I opened my mouth to argue, but Bjorn cut me off. “I agree.” He turned on his heel, striding toward me. “I need your shield, Freya. Theirs are all half rotten.”
“No,” I said. “We fight. There’s a chance we can get through them.”
Bjorn shook his head. “I’ll not die a coward.”
“Who cares?” The words tore from my throat. “They are the cursed dead—what does it matter what they think?”
“It doesn’t.” His voice was clipped. “Do what you need to do to survive, Born-in-Fire. You aren’t bound by my word.”
He set his flaming axe on the ground near me, then reached for my shield. My magic disappeared the moment the wood was out of my grip. “Trust Hlin’s power, Freya.”
I ground my teeth. What good was my magic with no shield in my hand?
“Leave the woman be during the fight,” the jarl ordered his followers, and the other draug retreated, their bony feet scratching the ground. “After he’s dead, do what you will to her, but the Firehand is mine.”
Horror soured my stomach as I pressed my back to the wall, helplessness twisting my guts into ropes as Bjorn squared off against the jarl. One of the other draug approached. It looked to have once been a woman, rags of a dress hanging from its skeletal frame. It handed Bjorn an axe, then it caught hold of both combatants’ wrists and lifted them high. From all around, the draug screamed in delight, and I dropped my sword to press my hands against my ears, the sound agony. But I saw the creature’s fleshless jaw move as it spoke. “Begin.”
Preternaturally fast, the jarl swung his weapon.
Bjorn was ready.
His borrowed weapon was up in a flash, the axe catching the jarl’s sword even as he wrenched it sideways.

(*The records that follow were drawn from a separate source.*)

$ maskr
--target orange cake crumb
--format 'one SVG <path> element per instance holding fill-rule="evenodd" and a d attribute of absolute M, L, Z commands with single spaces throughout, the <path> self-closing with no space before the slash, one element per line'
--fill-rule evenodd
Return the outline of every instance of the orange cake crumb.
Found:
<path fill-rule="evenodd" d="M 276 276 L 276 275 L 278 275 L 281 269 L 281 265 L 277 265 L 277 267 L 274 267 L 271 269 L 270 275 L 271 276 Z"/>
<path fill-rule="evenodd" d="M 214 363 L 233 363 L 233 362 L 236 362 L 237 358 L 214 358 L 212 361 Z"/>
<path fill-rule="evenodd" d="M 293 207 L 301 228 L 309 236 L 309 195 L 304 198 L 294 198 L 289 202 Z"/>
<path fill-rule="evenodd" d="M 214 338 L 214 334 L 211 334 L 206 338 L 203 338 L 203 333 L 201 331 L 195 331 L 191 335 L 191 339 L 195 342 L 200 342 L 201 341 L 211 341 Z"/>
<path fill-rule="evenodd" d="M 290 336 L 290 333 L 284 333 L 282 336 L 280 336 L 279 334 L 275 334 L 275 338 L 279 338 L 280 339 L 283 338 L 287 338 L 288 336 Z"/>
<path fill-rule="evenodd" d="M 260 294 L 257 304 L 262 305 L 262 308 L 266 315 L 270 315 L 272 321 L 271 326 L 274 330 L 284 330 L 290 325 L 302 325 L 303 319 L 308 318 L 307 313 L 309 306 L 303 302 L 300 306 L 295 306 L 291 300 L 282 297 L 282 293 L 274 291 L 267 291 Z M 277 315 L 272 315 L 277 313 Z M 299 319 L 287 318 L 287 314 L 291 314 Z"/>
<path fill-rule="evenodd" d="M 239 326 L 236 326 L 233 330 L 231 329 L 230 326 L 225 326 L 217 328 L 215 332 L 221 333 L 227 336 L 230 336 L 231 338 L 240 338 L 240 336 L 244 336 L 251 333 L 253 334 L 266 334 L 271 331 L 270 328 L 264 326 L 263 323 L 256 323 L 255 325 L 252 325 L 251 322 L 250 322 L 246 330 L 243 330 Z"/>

A less experienced fighter would have lost his blade, but the jarl moved with Bjorn, extracting his sword and swinging again.
Bjorn caught the blow with my shield, grunting from the strength of the impact and staggering back. The jarl grinned, revealing his blackened teeth, then struck again. Bjorn parried, but the jarl’s sword cleaved the haft of his borrowed axe and sent the blade flying.
Bjorn cursed, barely managing to block another blow with the shield. Then another and another, the wood cracking and splintering under the onslaught.
Lifting my sword, I shouted, “Bjorn, take mine!” and held it out, hilt first.
He reacted instantly, blocking a blow, and then twisting away. He snatched my weapon from my grip, rotating in time to block another blow.
It went on, Bjorn defending but never going on the offensive because there was no point. My sword would pass right through the draug’s body without doing any harm. The jarl could not be killed except with the power of a god, which Bjorn was stubbornly resisting despite his axe being right there.
All for fucking honor.
My breath came in painful little gasps as I envisioned him dying, yet another to fall because of me and everything I supposedly represented. Tears flowed down my cheeks, because instead of going to Valhalla as he deserved, Bjorn would rise as one of the draug. And I’d have to leave him here. Would have to figure out a way to fight past these creatures so that I might survive, for dying seemed the greatest insult I could possibly give to Bjorn’s sacrifice.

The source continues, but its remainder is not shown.